For autonomous vehicle companies, finding valuable insights within millions of hours of video data is essential yet challenging. This talk explores how we at Wayve are leveraging foundation models and embeddings to build scalable search tools that make data discovery faster and labeling more efficient.
Attendees will learn how we leverage vision-language models (VLMs) to retrieve relevant scenarios at scale, which is invaluable for pinpointing scenes needed to meet safety standards or evaluate specific driving behaviors. By using embeddings, we can train classifiers to detect specific driving competencies. Through an active learning loop, we refine these classifiers, enabling them to label similar scenarios across the entire dataset with high efficiency. This embedding-based approach is both fast and scalable, and it also helps us spot “bad data” clusters, like images with droplets on the lens or scenes from test tracks.
The presentation will delve into the technical infrastructure behind these tools, from vector databases that enable rapid similarity search to Flyte workflows that orchestrate scalable processing across distributed systems. We’ll also explore how query generation helps bridge the gap in positional awareness within text embeddings, allowing for more precise search across video datasets. Finally, the talk will close with a look toward future possibilities, such as on-device edge filtering, which would use embeddings to reduce storage costs by capturing only the most interesting scenarios in real time.
Designed for engineers and data scientists, this session provides a deep dive into the power of embeddings and VLMs for labeling and retrieving data at scale, making it possible to unlock insights and drive advancements in autonomous vehicle technology.
Interview:
What is the focus of your work?
My work focuses on building scalable pipelines for running perception models at scale (e.g., segmentation, cuboids, CLIP) and enhancing semantic search capabilities to enable users to search and retrieve relevant video data using natural language. I’m also experimenting with the latest vision-language models (VLMs) for video understanding to address these challenges and perform data mining at scale.
What’s the motivation for your talk?
The motivation stems from the growing need for efficient data mining and discovery in the autonomous vehicle industry. With petabytes of data collected from our fleet, we need to surface valuable insights across diverse teams—from safety validation to offline evaluation—while addressing specific challenges like dataset coverage, behavioural evaluation, and bad data removal. This talk aims to highlight how we leverage foundation models and embeddings to solve these challenges, showcasing how scalable search and retrieval tools can transform data understanding and accelerate innovation.
Who is your talk for?
This talk is designed for data scientists, machine learning engineers, and anyone working on video understanding, large-scale ML pipelines, search and retrieval, or autonomous driving technology.

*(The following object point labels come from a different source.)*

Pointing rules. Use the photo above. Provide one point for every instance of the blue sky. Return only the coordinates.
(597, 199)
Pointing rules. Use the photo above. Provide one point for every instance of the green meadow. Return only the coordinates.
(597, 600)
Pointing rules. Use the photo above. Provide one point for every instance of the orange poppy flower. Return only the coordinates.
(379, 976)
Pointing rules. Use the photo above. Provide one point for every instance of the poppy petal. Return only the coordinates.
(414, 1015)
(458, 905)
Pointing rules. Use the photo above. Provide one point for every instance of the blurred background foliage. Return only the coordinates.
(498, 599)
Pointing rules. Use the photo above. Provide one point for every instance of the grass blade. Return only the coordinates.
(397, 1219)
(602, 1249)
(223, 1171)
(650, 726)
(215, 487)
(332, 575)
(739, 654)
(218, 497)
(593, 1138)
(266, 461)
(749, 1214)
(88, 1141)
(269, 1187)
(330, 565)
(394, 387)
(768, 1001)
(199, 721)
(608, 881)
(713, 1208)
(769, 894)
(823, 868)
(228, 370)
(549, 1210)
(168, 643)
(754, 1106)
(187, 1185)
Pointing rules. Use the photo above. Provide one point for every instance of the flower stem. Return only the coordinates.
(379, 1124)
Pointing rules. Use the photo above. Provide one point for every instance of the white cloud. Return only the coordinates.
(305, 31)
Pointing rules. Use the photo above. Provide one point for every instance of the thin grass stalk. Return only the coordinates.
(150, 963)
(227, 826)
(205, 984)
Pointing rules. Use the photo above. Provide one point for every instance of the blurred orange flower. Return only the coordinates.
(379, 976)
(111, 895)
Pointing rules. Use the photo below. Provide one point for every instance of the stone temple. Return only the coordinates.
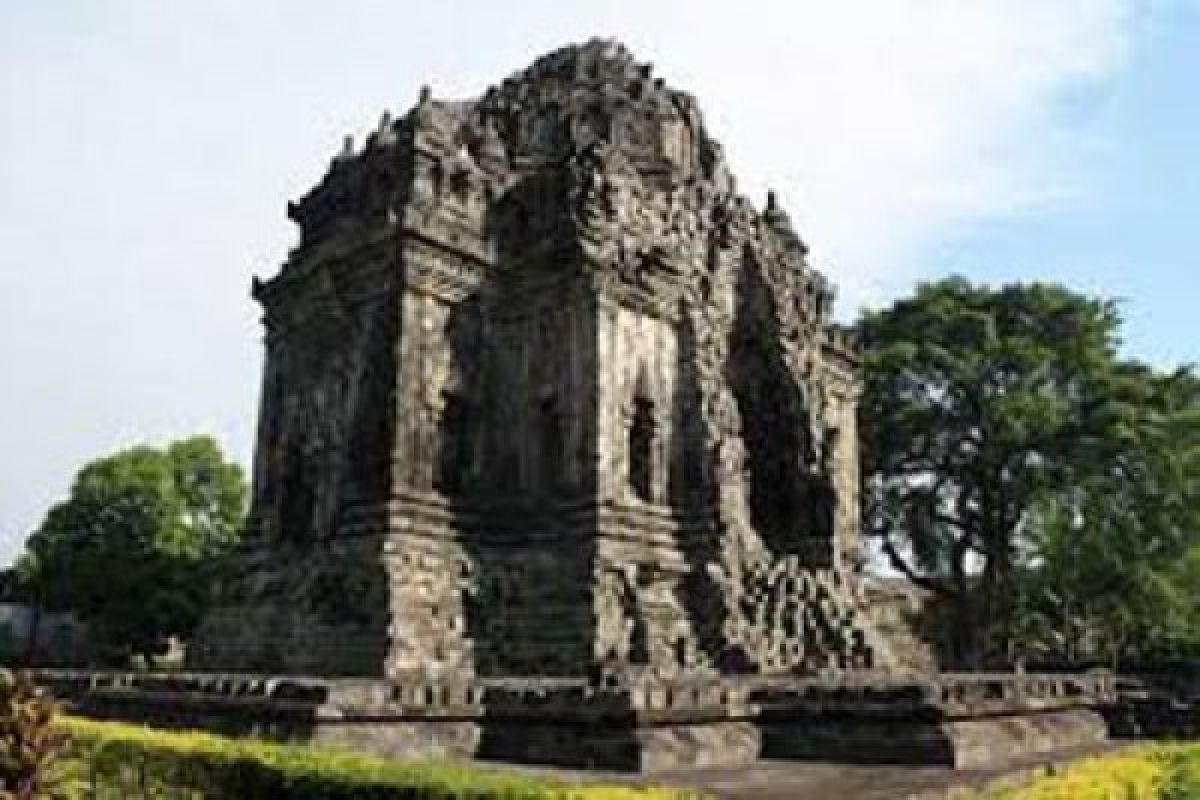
(557, 462)
(545, 396)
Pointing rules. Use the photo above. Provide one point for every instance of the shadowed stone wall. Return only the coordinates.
(545, 396)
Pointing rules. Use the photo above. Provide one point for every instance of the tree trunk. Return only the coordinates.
(35, 623)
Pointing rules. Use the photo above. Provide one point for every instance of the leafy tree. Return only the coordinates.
(978, 403)
(1117, 576)
(133, 547)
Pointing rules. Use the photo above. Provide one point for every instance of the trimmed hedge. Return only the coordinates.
(113, 757)
(1145, 773)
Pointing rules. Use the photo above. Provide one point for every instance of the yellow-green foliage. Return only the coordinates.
(121, 755)
(1146, 773)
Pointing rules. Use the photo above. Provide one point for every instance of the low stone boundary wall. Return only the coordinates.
(640, 725)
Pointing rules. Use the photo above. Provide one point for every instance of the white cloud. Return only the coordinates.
(149, 149)
(888, 124)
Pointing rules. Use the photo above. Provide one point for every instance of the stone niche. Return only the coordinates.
(557, 461)
(545, 396)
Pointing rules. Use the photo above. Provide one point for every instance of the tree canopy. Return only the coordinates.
(1001, 434)
(133, 547)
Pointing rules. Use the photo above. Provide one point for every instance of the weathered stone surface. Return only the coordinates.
(545, 395)
(557, 463)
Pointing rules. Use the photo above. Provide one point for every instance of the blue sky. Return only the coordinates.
(1131, 233)
(148, 150)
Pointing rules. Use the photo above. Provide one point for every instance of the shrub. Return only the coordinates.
(31, 747)
(137, 758)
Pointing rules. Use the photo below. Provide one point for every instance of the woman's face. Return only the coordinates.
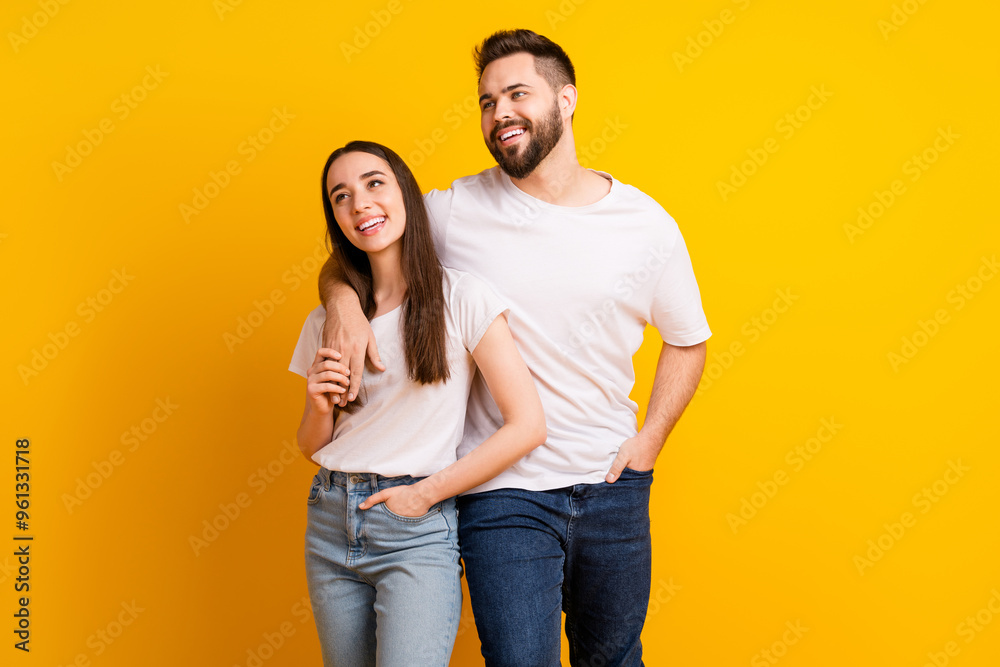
(367, 201)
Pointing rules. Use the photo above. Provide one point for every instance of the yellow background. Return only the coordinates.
(720, 597)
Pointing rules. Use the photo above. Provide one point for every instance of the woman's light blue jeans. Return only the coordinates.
(385, 589)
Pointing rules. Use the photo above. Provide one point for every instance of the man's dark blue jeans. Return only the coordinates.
(582, 549)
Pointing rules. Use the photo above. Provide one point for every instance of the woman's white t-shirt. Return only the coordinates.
(404, 427)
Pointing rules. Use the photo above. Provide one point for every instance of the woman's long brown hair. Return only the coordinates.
(423, 323)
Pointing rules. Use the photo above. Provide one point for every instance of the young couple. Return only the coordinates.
(494, 420)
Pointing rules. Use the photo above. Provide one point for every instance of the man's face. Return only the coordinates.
(520, 119)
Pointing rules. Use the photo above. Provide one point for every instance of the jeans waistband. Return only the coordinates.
(358, 480)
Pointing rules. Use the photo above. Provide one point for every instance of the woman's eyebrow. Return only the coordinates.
(364, 175)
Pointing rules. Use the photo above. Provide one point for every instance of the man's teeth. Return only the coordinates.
(371, 223)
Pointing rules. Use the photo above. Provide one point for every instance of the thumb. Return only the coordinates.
(373, 500)
(616, 468)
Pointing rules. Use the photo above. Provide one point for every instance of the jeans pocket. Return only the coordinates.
(316, 490)
(636, 474)
(435, 509)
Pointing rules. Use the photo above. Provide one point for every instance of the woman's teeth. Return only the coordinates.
(370, 223)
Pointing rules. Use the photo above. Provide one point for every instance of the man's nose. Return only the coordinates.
(503, 110)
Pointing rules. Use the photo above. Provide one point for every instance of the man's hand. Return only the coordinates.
(635, 453)
(326, 380)
(348, 330)
(404, 500)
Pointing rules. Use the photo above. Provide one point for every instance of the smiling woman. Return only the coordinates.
(381, 537)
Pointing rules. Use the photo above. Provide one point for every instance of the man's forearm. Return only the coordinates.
(331, 278)
(678, 372)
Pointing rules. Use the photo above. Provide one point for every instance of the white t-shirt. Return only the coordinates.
(404, 427)
(582, 283)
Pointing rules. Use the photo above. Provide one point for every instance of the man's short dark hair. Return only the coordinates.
(550, 60)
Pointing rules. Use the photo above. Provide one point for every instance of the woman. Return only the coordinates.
(381, 542)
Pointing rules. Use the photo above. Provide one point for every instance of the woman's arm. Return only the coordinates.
(326, 379)
(523, 429)
(346, 328)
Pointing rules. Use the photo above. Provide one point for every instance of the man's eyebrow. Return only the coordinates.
(363, 176)
(505, 90)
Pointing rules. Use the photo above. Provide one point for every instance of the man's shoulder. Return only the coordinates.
(634, 201)
(487, 178)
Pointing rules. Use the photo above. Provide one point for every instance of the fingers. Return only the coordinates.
(357, 369)
(374, 499)
(617, 466)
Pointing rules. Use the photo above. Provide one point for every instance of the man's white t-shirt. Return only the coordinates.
(581, 283)
(404, 427)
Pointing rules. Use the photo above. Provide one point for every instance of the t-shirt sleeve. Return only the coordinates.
(676, 309)
(475, 306)
(309, 342)
(438, 203)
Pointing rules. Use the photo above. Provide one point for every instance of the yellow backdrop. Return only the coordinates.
(829, 497)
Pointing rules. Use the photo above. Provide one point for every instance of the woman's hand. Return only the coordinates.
(404, 500)
(326, 380)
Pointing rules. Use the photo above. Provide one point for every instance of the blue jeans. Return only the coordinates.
(385, 589)
(584, 550)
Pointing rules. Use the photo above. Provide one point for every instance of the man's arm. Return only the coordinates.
(677, 374)
(346, 329)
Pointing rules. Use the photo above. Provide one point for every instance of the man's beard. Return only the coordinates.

It’s particularly relevant for teams dealing with vast datasets and looking to leverage open foundation models for smarter data processing and retrieval.
What do you want someone to walk away with from your presentation?
I want attendees to leave with a clear understanding of how foundation models and embeddings can revolutionise data retrieval and labelling at scale. They’ll learn how to design robust pipelines for large-scale data processing, use VLMs for scene retrieval, and apply learning loops to scale classifier training. Additionally, I hope to inspire ideas for exploring future possibilities, like on-device edge filtering, to optimise storage and processing costs.
What do you think is the next big disruption in software?
The next big disruption will likely come from the intersection of edge computing and foundation models. Real-time, on-device filtering and decision-making will enable systems to process and prioritise data at the source, dramatically reducing storage and compute costs while enhancing the speed and accuracy of downstream tasks. This will be particularly transformative in fields like autonomous vehicles, IoT, and video understanding, where real-time insights are critical.
Speaker
Kyra Mozley
Machine Learning Engineer @Wayve
Machine Learning Engineer @ Wayve. With a background in computer vision and deep learning, Kyra leads the development of tools that leverage foundation models and embeddings to efficiently process and understand vast amounts of autonomous vehicle driving data.